At Bowdoin College, Cheever studied French and German under an instructor who wrote poetry. His name was Henry Wadsworth Longfellow. After graduation in 1834, Cheever went to France and Spain with a younger brother, who was in ill health. They spent a Winter with an uncle, United States consul at Malaga.
When Cheever came back he taught in Louisiana, spent a year at Andover Theological Seminary, then entered Bangor Theological Seminary. As a result of his travels, Cheever wrote two books.
He was ordained as a Congregational minister June 4, 1847, and held pastorates in New York, New Jersey and Connecticut before coming to Worcester.
His father, who died in 1819, had learned the printer’s trade in Worcester. In the 1700’s, Worcester was the leading center of printing and publishing in the United States.
Rev. Mr. Cheever took an active role against slavery. He was secretary of an Anti-Slavery Society from 1859 to 1864. He wrote vast quantities of articles on religious subjects for periodicals.

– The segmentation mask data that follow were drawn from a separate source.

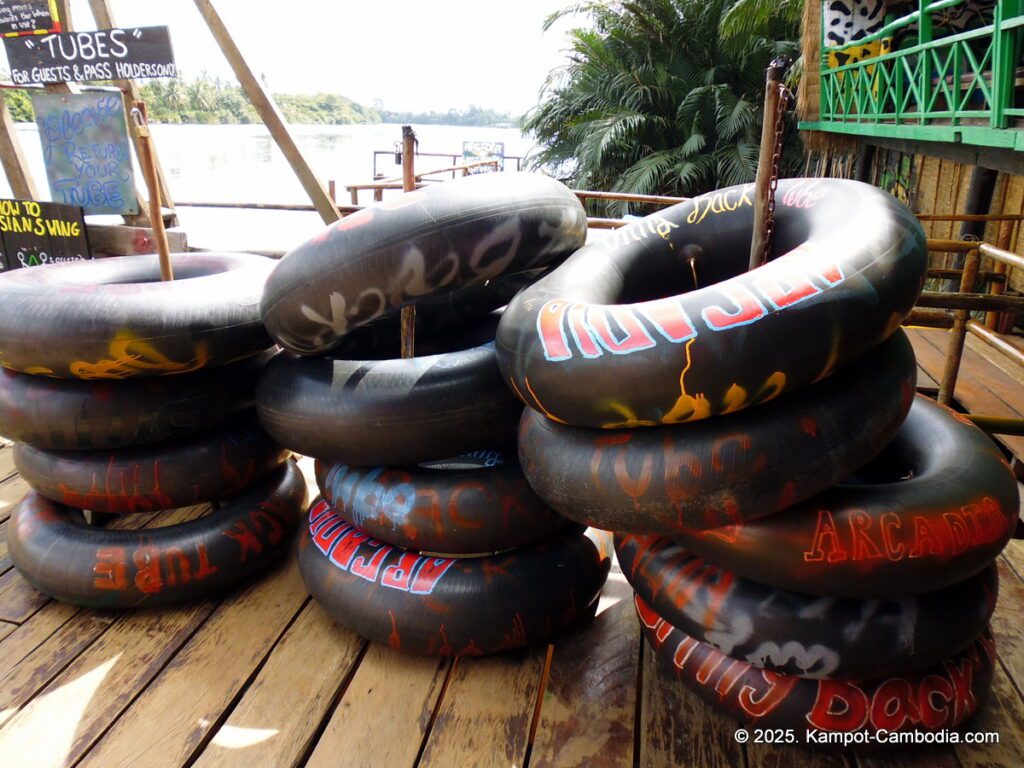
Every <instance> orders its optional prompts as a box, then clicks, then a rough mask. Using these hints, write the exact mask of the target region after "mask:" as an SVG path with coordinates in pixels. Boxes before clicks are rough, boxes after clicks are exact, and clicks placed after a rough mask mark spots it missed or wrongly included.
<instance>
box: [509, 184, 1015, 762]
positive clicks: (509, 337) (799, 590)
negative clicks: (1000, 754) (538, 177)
mask: <svg viewBox="0 0 1024 768" xmlns="http://www.w3.org/2000/svg"><path fill="white" fill-rule="evenodd" d="M752 199H753V188H752V186H737V187H730V188H727V189H722V190H719V191H715V193H712V194H709V195H705V196H702V197H699V198H696V199H694V200H692V201H690V202H687V203H683V204H680V205H678V206H675V207H672V208H668V209H666V210H664V211H662V212H659V213H655V214H653V215H650V216H647V217H646V218H644V219H642V220H640V221H638V222H636V223H634V224H631V225H629V226H627V227H624V228H622V229H618V230H616V231H615V232H614V233H613V234H611V236H609V237H607V238H604V239H602V240H599V241H597V242H595V243H593V244H591V245H589V246H587V247H586V248H584V249H582V250H580V251H578V252H577V253H575V254H573V255H572V256H571V257H570V258H569V259H567V260H566V261H565V262H564V263H563V264H562V265H561V266H559V267H558V268H556V269H554V270H553V271H552V272H550V273H549V274H547V275H546V276H544V278H542V279H541V280H540V281H538V282H537V283H535V284H534V285H531V286H530V287H529V288H527V289H525V290H524V291H523V292H521V293H520V294H518V295H517V296H516V297H515V298H514V299H513V300H512V302H511V303H510V304H509V306H508V308H507V309H506V311H505V312H504V314H503V316H502V319H501V323H500V325H499V329H498V336H497V352H498V362H499V366H500V368H501V371H502V374H503V375H504V376H505V378H506V380H507V381H508V383H509V386H510V387H511V388H512V389H513V391H515V392H516V393H517V394H518V395H519V397H520V398H521V399H522V400H523V401H524V402H525V403H526V406H527V407H528V408H527V409H526V410H525V411H524V413H523V416H522V421H521V423H520V428H519V454H520V460H521V463H522V467H523V471H524V472H525V475H526V478H527V480H528V481H529V483H530V485H531V486H532V487H534V489H535V490H536V492H537V493H538V495H539V496H540V497H541V498H542V499H543V500H544V501H546V502H547V503H548V504H550V505H551V506H552V507H553V508H554V509H556V510H557V511H559V512H561V513H562V514H563V515H565V516H566V517H569V518H570V519H573V520H575V521H578V522H580V523H581V524H587V525H593V526H595V527H600V528H605V529H609V530H614V531H616V532H615V550H616V554H617V557H618V560H620V563H621V565H622V568H623V570H624V572H625V574H626V578H627V579H628V580H629V582H630V583H631V585H632V586H633V588H634V590H635V593H636V597H635V601H636V609H637V613H638V615H639V617H640V622H641V627H642V630H643V633H644V636H645V637H646V639H647V641H648V643H649V644H650V645H651V647H652V648H653V649H654V650H655V652H656V654H657V656H658V658H659V660H660V663H662V665H663V667H664V669H665V670H666V671H667V673H668V674H670V675H673V676H674V677H675V678H676V679H678V680H679V681H681V682H682V683H683V684H684V685H686V686H687V687H688V688H690V689H692V690H693V691H695V692H696V693H697V694H699V695H700V696H701V697H702V698H705V700H707V701H708V703H709V705H710V706H712V707H714V708H716V709H718V710H720V711H722V712H724V713H727V714H728V715H730V716H732V717H734V718H735V719H737V720H738V721H740V722H741V723H743V724H748V725H751V726H754V727H758V728H782V729H790V730H788V731H787V732H786V737H785V739H784V740H794V741H799V742H804V741H806V742H809V743H812V744H813V743H817V742H819V741H820V740H821V738H822V734H825V737H828V736H830V735H833V734H836V733H842V734H846V735H844V736H843V737H844V738H845V739H850V738H857V739H859V740H870V739H876V737H878V736H880V735H881V734H882V733H883V732H898V731H909V730H921V731H936V730H940V729H947V728H952V727H955V726H957V725H959V724H961V723H963V722H964V720H965V719H966V718H968V717H970V715H971V714H973V712H974V711H975V710H976V709H977V707H978V706H979V705H980V703H981V701H982V700H983V699H984V697H985V695H986V694H987V693H988V690H989V688H990V687H991V678H992V667H993V658H994V655H993V654H994V651H993V644H992V638H991V634H990V632H989V630H988V621H989V617H990V615H991V613H992V610H993V608H994V605H995V599H996V574H995V568H994V566H993V564H992V561H993V559H994V558H995V556H996V555H997V554H998V552H999V551H1000V550H1001V548H1002V547H1004V546H1005V544H1006V543H1007V541H1008V540H1009V538H1010V536H1011V534H1012V531H1013V527H1014V524H1015V521H1016V518H1017V510H1018V499H1017V483H1016V482H1015V480H1014V477H1013V475H1012V473H1011V472H1010V470H1009V466H1008V465H1007V463H1006V461H1005V460H1004V459H1002V456H1001V455H1000V454H999V452H998V450H997V449H996V446H995V445H994V443H992V442H991V440H989V439H988V438H987V437H986V436H985V435H984V434H982V433H981V432H980V431H979V430H978V429H977V428H975V427H974V426H973V425H971V424H970V423H969V422H967V421H966V420H963V419H962V418H959V417H958V416H956V415H955V414H953V413H952V412H951V411H949V410H947V409H944V408H942V407H940V406H937V404H935V403H934V402H932V401H930V400H927V399H925V398H923V397H920V396H918V397H915V396H914V394H913V389H914V380H915V362H914V357H913V351H912V349H911V347H910V344H909V341H908V340H907V338H906V336H905V335H904V333H903V332H902V331H901V330H900V328H899V326H900V323H901V321H902V318H903V317H904V316H905V315H906V313H907V312H908V311H909V310H910V308H911V307H912V306H913V303H914V301H915V299H916V297H918V295H919V293H920V291H921V289H922V287H923V285H924V278H925V270H926V266H927V260H926V248H925V239H924V233H923V231H922V229H921V227H920V225H919V224H918V223H916V221H915V219H914V217H913V216H912V214H911V213H910V211H908V210H907V209H906V208H905V207H904V206H903V205H901V204H900V203H899V202H897V201H896V200H895V199H894V198H892V197H891V196H889V195H887V194H886V193H884V191H881V190H879V189H877V188H874V187H871V186H868V185H865V184H861V183H859V182H854V181H845V180H836V179H791V180H783V181H781V182H780V183H779V185H778V190H777V193H776V206H777V207H776V209H775V229H774V239H773V243H772V253H771V254H770V256H769V260H768V261H767V262H766V263H765V264H764V265H763V266H761V267H759V268H756V269H754V270H750V271H748V261H749V254H750V241H751V238H750V234H751V229H752V226H753V213H752V210H753V206H752ZM851 734H853V735H852V736H851ZM848 742H849V741H847V743H848Z"/></svg>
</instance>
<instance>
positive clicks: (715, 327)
mask: <svg viewBox="0 0 1024 768" xmlns="http://www.w3.org/2000/svg"><path fill="white" fill-rule="evenodd" d="M718 291H719V293H721V294H722V297H723V299H724V301H725V302H728V303H727V304H726V306H729V305H731V306H734V307H735V309H733V310H731V311H730V310H728V309H726V308H724V307H723V306H722V305H721V304H718V305H716V304H712V305H711V306H709V307H706V308H705V309H703V310H701V312H700V315H701V316H702V317H703V319H705V323H707V324H708V327H709V328H710V329H711V330H713V331H726V330H728V329H730V328H736V327H737V326H745V325H746V324H749V323H754V322H755V321H758V319H761V318H762V317H764V316H765V314H767V311H766V310H765V308H764V306H762V304H761V302H760V301H759V300H758V297H757V296H755V295H754V294H753V293H752V292H751V290H750V289H749V288H746V287H745V286H740V285H738V284H735V283H723V284H721V285H720V286H719V287H718Z"/></svg>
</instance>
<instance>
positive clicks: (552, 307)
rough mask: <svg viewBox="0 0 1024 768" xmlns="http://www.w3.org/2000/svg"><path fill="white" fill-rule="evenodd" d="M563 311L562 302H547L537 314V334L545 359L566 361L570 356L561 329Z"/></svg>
mask: <svg viewBox="0 0 1024 768" xmlns="http://www.w3.org/2000/svg"><path fill="white" fill-rule="evenodd" d="M565 309H566V304H565V302H564V301H549V302H547V303H546V304H545V305H544V306H542V307H541V311H540V312H538V313H537V334H538V336H540V337H541V346H542V348H543V349H544V357H545V359H549V360H552V361H554V360H567V359H568V358H569V357H571V356H572V350H571V349H569V346H568V342H567V340H566V338H565V331H564V330H563V329H562V319H563V318H564V317H565Z"/></svg>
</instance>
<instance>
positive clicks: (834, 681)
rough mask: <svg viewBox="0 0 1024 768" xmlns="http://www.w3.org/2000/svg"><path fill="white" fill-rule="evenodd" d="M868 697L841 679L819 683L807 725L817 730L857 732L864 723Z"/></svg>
mask: <svg viewBox="0 0 1024 768" xmlns="http://www.w3.org/2000/svg"><path fill="white" fill-rule="evenodd" d="M867 706H868V701H867V694H866V693H864V691H862V690H861V689H860V688H858V687H857V686H855V685H852V684H850V683H844V682H842V681H841V680H819V681H818V694H817V696H816V697H815V699H814V707H812V708H811V711H810V712H809V713H808V714H807V722H809V723H810V724H811V725H812V726H813V727H815V728H818V729H819V730H825V731H856V730H860V729H861V728H863V727H864V725H865V724H866V723H867V714H868V713H867Z"/></svg>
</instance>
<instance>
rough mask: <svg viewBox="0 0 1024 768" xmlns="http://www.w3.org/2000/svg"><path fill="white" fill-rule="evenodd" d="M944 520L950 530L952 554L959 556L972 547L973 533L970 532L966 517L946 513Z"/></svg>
mask: <svg viewBox="0 0 1024 768" xmlns="http://www.w3.org/2000/svg"><path fill="white" fill-rule="evenodd" d="M942 519H943V520H945V522H946V526H947V527H948V528H949V541H950V542H952V550H951V554H953V555H958V554H959V553H961V552H964V551H965V550H966V549H967V548H968V547H970V546H971V531H970V530H968V527H967V523H966V522H964V517H963V516H962V515H958V514H956V513H955V512H946V513H944V514H943V515H942Z"/></svg>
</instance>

He also wrote a book about Ichabod Washburn, his brother-in-law who built and mainly supported Summer Street Mission Chapel of which Cheever was pastor.
His brother, Rev. George B. Cheever, achieved a reputation as a crusading reformer.
After a short illness, Worcester’s Rev. Mr. Cheever died on Feb. 13, 1897. Cheever Street, which honors him, runs from Chelsea street west to Woodward street. It was named in 1872.
The core of this article comes from A History of Your City Streets.